For organizations, the last decade has been fraught with restructurings, process enhancements, mergers, acquisitions, and layoffs—all in hopes of achieving revenue growth and increased profitability.
Types of Organizational Change
While the external environment (competitive, regulatory, and so on) will continue to play a role in an organization's ability to deliver goods and services, the internal environment within the organization will increasingly inhibit it from delivering products required to meet the demands of the marketplace unless it is able to adapt quickly. The major areas of changes in a company's internal environment include:
Strategic: Sometimes in the course of normal business operation it is necessary for management to adjust the firm's strategy to achieve the goals of the company, or even to change the mission statement of the organization in response to demands of the external environments. Adjusting a company's strategy may involve changing its fundamental approach to doing business: the markets it will target, the kinds of products it will sell, how they will be sold, its overall strategic orientation, the level of global activity, and its various partnerships and other joint‐business arrangements.

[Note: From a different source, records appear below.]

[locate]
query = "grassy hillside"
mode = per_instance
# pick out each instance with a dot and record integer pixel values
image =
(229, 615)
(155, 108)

Structural: Organizations often find it necessary to redesign the structure of the company due to influences from the external environment. Structural changes involve the hierarchy of authority, goals, structural characteristics, administrative procedures, and management systems. Almost all change in how an organization is managed falls under the category of structural change. A structural change may be as simple as implementing a no‐smoking policy, or as involved as restructuring the company to meet the customer needs more effectively.
Process‐oriented: Organizations may need to reengineer processes to achieve optimum workflow and productivity. Process‐oriented change is often related to an organization's production process or how the organization assembles products or delivers services. The adoption of robotics in a manufacturing plant or of laser‐scanning checkout systems at supermarkets are examples of process‐oriented changes.
People‐centered: This type of change alters the attitudes, behaviors, skills, or performance of employees in the company. Changing people‐centered processes involves communicating, motivating, leading, and interacting within groups. This focus may entail changing how problems are solved, the way employees learn new skills, and even the very nature of how employees perceive themselves, their jobs, and the organization.
Some people‐centered changes may involve only incremental changes or small improvements in a process. For example, many organizations undergo leadership training that teaches managers how to communicate more openly with employees. Other programs may concentrate on team processes by teaching both managers and employees to work together more effectively to solve problems.
Remember that strategic, structural, process‐oriented, and people‐centered changes occur continuously in dynamic businesses. Often, changes in one of these areas impact changes in the other areas.
Many employees believe that a change is often reactive and nothing more than a quick fix; then they brace themselves for more changes in the future. Management needs to realize that serious underlying problems in organizations must be addressed with long‐term consequences in mind. Thus, when management implements changes, careful thought must be given to ensure that the new processes are for the long‐term good of the company.